Nos cerca de 20 hectares de olival da Quinta de Ventozelo, um dos mais extensos do Douro, crescem as principais variedades autóctones da região, como a Madural, a Negrinha de Freixo, a Galega, a Cobrançosa e a Verdeal transmontana. E as diferentes altitudes, tipos de solo e exposições solares contribuem para a produção do Azeite Virgem de Ventozelo e do Azeite Essência de Ventozelo, este mais aveludado, que podem ser comprados na mercearia da quinta, online ou em lojas gourmet, como o supermercado do El Corte Inglès (16€ e 21,50€).
Celebrar tradições, valorizar produtos
“Queríamos valorizar o produto, proporcionar uma experiência pedagógica ao cliente”, começa por contar José Guedes, o chef, sobre a iniciativa que perdurará enquanto houver stock de azeite novo. “E tentámos fazer isso através da forma como o azeite se manifesta nos diferentes pratos”. Juntamente com o cesto de pão, chega a bola de azeite, húmida e fofa, e a laranja fidalga, com este fruto autóctone regado por um fio de azeite. A entrada escolhida para dar início à refeição é uma perdiz de escabeche com pão de entre-lenha de Ervedosa. “O azeite é importantíssimo no escabeche de perdiz, por exemplo, que é um animal de caça e estamos na época dela”, explica.

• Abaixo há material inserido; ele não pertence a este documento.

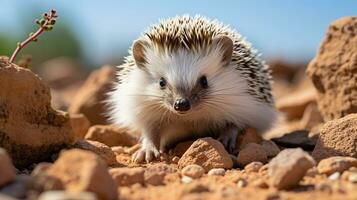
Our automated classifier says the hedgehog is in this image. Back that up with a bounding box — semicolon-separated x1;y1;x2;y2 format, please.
107;15;277;163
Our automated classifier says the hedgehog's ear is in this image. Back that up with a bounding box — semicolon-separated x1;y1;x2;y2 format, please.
212;35;233;66
132;39;148;68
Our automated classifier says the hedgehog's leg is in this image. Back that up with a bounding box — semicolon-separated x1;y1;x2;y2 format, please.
132;130;160;163
217;125;241;154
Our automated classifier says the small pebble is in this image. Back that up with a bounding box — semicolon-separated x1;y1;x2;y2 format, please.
172;156;180;163
348;172;357;183
181;176;193;184
244;162;263;173
207;168;225;176
328;172;341;181
236;178;247;188
261;140;280;158
181;164;204;179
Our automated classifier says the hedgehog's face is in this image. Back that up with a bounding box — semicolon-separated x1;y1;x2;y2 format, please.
152;75;209;114
132;35;234;115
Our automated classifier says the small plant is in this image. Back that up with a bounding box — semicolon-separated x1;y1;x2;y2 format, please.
9;9;58;63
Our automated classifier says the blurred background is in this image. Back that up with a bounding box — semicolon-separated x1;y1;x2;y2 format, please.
0;0;356;126
1;0;357;69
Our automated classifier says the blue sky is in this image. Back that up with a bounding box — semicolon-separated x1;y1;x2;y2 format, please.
1;0;357;65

O bacalhau à lagareiro também não poderia faltar, mas, este ano, respeitou uma execução “mais tradicional”. É acompanhado de esparregado de couves que florescem na horta a poucos passos dali. Este é, aliás, um dos grandes pilares de toda a quinta, que aposta na proximidade dos produtos. Vão buscar matéria prima a produtores locais e muitos dos legumes e frutas que abastecem o restaurante vêm do pomar e da horta biológica da qual cuidam durante todo o ano. Das couves às alfaces, passando pelo aipo, funcho, beterraba, batata ou feijão verde.
A encerrar um menu que se aproxima muito de uma viagem no tempo – toda esta experiência é uma forma de relembrar as refeições que ocorriam nos lagares de azeite na altura da apanha da azeitona –, servem-nos um óptimo pudim de azeite e mel de Ventozelo. “Escolhemos o pudim de azeite e mel, tradicional dos Açores, uma receita do chef Miguel Castro e Silva, porque usa gorduras mais tradicionais”, acrescenta José Guedes. O remate de um menu que custa 55€ por pessoa já com a harmonização dos vinhos da casa incluída.

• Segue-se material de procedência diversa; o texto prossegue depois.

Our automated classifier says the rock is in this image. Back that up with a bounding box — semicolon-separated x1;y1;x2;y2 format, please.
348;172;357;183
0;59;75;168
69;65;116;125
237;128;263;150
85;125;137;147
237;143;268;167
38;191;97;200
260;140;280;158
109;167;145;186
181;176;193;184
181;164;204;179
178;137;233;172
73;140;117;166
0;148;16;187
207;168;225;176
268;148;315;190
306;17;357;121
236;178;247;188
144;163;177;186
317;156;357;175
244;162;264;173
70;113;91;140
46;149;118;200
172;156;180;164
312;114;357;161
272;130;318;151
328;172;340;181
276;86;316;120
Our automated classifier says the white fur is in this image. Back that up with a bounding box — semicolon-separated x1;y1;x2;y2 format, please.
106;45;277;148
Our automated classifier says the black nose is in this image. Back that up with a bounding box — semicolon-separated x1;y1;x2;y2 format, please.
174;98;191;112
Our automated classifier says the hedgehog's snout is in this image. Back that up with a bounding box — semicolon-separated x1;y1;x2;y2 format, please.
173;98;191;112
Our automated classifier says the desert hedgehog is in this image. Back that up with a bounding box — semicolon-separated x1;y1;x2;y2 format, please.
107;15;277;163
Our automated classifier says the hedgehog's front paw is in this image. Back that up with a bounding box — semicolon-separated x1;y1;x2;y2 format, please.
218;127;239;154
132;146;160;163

“Queremos que as pessoas se sintam envolvidas na região, na quinta, na paisagem. Que percebam mais sobre as nossas tradições, que absorvam toda esta dinâmica do azeite antigo e do azeite novo, que é extraído a frio e vai directo na vasilha para o restaurante”, conta o chef, acrescentando que no ano passado “trabalharam” o rio e tudo o que ele dá. “Dos espargos trigueiros que nascem nas margens, aos peixes, como a truta de Boticas e o lucioperca do rio Douro”. No currículo contam já com outras iniciativas, dedicadas ao tomate Coração de Boi e à época das vindimas, por exemplo.

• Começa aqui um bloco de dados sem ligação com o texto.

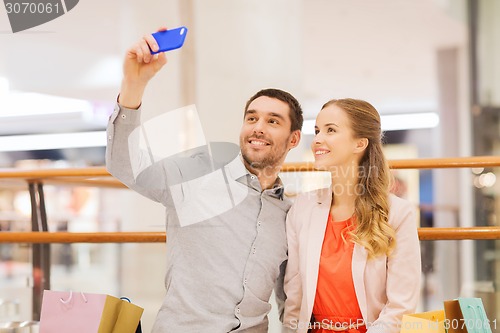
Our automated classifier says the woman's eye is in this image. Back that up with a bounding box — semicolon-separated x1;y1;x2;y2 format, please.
327;127;335;133
314;130;319;135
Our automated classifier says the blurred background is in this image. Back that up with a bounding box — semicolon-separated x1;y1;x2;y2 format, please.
1;0;500;331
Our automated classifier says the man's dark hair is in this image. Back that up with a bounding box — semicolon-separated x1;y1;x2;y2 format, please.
244;88;303;132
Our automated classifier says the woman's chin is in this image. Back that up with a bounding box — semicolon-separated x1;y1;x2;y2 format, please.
313;160;329;171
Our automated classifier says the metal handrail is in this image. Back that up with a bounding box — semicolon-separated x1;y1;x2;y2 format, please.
1;156;499;243
0;227;500;243
282;155;500;171
0;156;499;180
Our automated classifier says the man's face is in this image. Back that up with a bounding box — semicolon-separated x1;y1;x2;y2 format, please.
240;96;299;171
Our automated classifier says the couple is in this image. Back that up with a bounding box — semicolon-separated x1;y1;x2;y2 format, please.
106;30;421;333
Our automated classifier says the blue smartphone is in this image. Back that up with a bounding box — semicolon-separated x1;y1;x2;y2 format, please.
150;27;188;54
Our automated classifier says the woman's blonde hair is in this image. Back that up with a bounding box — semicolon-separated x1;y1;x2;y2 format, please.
322;98;396;258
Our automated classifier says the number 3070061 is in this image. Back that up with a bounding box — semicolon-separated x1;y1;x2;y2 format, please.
5;2;61;14
444;319;496;330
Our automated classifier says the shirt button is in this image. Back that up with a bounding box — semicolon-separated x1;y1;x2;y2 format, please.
250;175;256;180
257;221;262;227
244;278;247;285
121;114;126;119
236;308;240;314
252;247;256;254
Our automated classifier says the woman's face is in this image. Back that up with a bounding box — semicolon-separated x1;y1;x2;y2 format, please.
311;104;363;171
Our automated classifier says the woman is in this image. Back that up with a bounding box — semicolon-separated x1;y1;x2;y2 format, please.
282;99;421;333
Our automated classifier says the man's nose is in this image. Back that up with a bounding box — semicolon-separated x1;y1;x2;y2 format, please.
252;119;265;134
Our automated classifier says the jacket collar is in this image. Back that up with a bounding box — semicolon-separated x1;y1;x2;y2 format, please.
305;187;368;322
305;187;331;314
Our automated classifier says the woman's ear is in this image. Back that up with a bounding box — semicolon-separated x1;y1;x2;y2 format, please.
354;138;369;154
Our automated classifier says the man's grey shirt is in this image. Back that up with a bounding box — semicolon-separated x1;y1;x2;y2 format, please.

Se estiver interessado em aprofundar a sua ligação ao azeite e às azeitonas, quando for tempo de as apanhar, reserve um quarto por aqui. Os hóspedes alojados no Ventozelo Hotel são desafiados a fazer provas de azeite e a participar na apanha da azeitona juntamente com os trabalhadores agrícolas. Se a sua visita calhar numa outra altura do ano, não há problema. As provas de vinhos orientadas, o centro interpretativo da quinta sempre aberto, os trilhos em redor da propriedade, a piscina infinita com uma vista de cortar a respiração, a emocionante época das vindimas e os quartos espaçosos e confortáveis vão tratar de o manter ocupado.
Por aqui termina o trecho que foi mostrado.